What is an insider threat?

An insider threat is a person with inside knowledge of or access to an organization’s resources, who then uses that privileged knowledge or access to cause harm to the organization.

When it comes to SaaS, an insider threat is when a person who has been granted access permissions to the organization’s SaaS applications or data uses that access to cause harm.

Who can pose insider threats in SaaS ecosystems?

The three main categories of parties who can pose insider threats in your organization’s SaaS ecosystem are:

  • Employees
  • 3rd party collaborators
  • Former employees/contractors (if access isn’t rescinded)

Employees

Employees need access to your SaaS systems to do their job and do it well. But the same access that provides them with the tools to do good may turn into a tool to do harm, if misused.

3rd party collaborators

While the most obvious source of insider threats in cyber security comes from the organization’s employees, they are not the only source. The nature of SaaS (and its primary selling point!) is the ease of collaboration, and so any external party that an employee needs to collaborate with can potentially be made an insider. 

These potential insiders can include:

  • Contractors
  • Service providers
  • Suppliers
  • Customers and clients
  • Partners

Former employees/contractors (if access is not rescinded) 

Organized systems tend toward entropy. It’s less effort to make a mess than to clean it up. And it’s easier to give access to your SaaS assets than to remember to remove that access when it’s no longer needed.

Almost everyone who uses Google Workspace, for example, has had the experience of seeing a Google Drive asset with access permissions for people who no longer work at the company. This is even more common when access is given to private or personal email accounts. Retained access past the point of practical benefit invites unnecessary risk

Types of insider threats

Not all insider threats are created equal. Insider risks range in intention from benign mistakes to deliberate destruction. The following are the different types of intentional and unintentional insider threats.

Unintentional insider threats

Unintentional insider threats tend to fall into two categories: ignorance and negligence. 

Ignorance-based insider threats occur when an insider makes a genuine mistake that opens up the organization to harm. Examples include:

  • mistyping a user account when giving access, which accidentally exposes a sensitive SaaS asset
  • unknowingly or inadvertently clicking on a hyperlink or responding to a phishing email

Negligence-based insider threats occur when an insider acts irresponsibly even though they know that the action goes against security policies. Examples include:

  • Using weak passwords even when told they should create a strong password
  • Revealing their access credentials to other people
  • Sharing sensitive information in public channels in Slack
  • Setting SaaS asset sharing permissions to “anyone with the link can access”

Intentional (malicious) insider threats

Intentional insider threats are when an insider acts to harm their organization in order to act on a personal grievance or to derive personal benefit.

For example, an employee who has been fired or passed over for a promotion may intentionally expose sensitive information, steal assets or corrupt data in order to “get even.”

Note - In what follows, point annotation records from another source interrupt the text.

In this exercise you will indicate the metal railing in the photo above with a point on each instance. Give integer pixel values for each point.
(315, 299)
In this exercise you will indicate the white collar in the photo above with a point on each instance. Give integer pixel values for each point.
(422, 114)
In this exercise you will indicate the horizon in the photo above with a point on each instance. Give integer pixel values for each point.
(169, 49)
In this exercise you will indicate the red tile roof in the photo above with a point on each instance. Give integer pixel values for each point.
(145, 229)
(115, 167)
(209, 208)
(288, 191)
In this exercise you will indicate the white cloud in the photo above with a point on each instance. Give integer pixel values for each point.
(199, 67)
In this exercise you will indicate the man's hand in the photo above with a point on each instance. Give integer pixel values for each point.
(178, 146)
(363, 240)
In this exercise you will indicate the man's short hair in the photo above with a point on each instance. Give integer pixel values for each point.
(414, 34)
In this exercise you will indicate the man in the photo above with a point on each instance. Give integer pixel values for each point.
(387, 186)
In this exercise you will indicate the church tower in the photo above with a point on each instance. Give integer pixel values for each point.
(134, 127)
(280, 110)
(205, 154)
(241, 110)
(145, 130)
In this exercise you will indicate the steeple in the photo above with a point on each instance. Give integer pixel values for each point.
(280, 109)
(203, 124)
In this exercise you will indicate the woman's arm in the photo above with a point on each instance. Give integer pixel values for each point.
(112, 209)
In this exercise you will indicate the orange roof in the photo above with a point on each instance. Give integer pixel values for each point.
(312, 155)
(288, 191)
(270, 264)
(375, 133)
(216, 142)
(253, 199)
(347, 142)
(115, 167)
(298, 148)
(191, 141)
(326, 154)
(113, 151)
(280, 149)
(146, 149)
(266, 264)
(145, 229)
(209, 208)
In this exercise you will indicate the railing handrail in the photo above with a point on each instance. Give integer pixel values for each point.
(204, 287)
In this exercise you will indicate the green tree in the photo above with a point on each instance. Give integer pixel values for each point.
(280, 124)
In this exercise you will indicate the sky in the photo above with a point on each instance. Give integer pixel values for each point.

Alternatively, an employee who is planning on leaving to work at a competitor may steal proprietary data to try and advance their career in their new position.

The Unique Security Challenge of Insider Threats

Of all the security threats to your SaaS environment, insider threats are among the hardest to detect. Firewalls or any other service “edge” security solution aren’t helpful, because there is no perimeter when it comes to the insider; the insider is inside the perimeter! 

Your insider has legitimate access to at least a subset of your SaaS applications and assets. How can you read their intentions when they use this legitimate access? This is what makes insider threat detection and response (ITDR) so tricky within SaaS.

How to Combat Insider Threat Within SaaS Systems

Despite the challenges, there are ways to effectively perform ITDR within SaaS systems. 

First and foremost, however, it is important to focus on the ways to prevent insider threats. Why need to get to the stage of insider threat detection when you can prevent insiders from becoming threats in the first place?

Insider threat prevention

If you hire someone to water the plants in your living room while you’re on vacation, they don’t need the keys to your bedroom or home office. Giving insiders no more access than they actually need to do their job is known in the world of digital systems as Zero Trust. 

When you implement Zero Trust as your security approach, you automatically reduce the scope of insider threats, because:

  1. Less people have access to the system or assets
  2. The people who do have access have it for a defined reason

When it comes to SaaS, one implication of Zero Trust is in the types of access permissions you allow users to set on data assets. While “anyone in the organization can access” is a convenient permission level for a user to give (since it eliminates their need to go back and keep authorizing access for any user in the organization who may need this asset in the future), it dramatically increases your attack surface for insider threats. This is true and even more so for “anyone with the link can access” permissions. 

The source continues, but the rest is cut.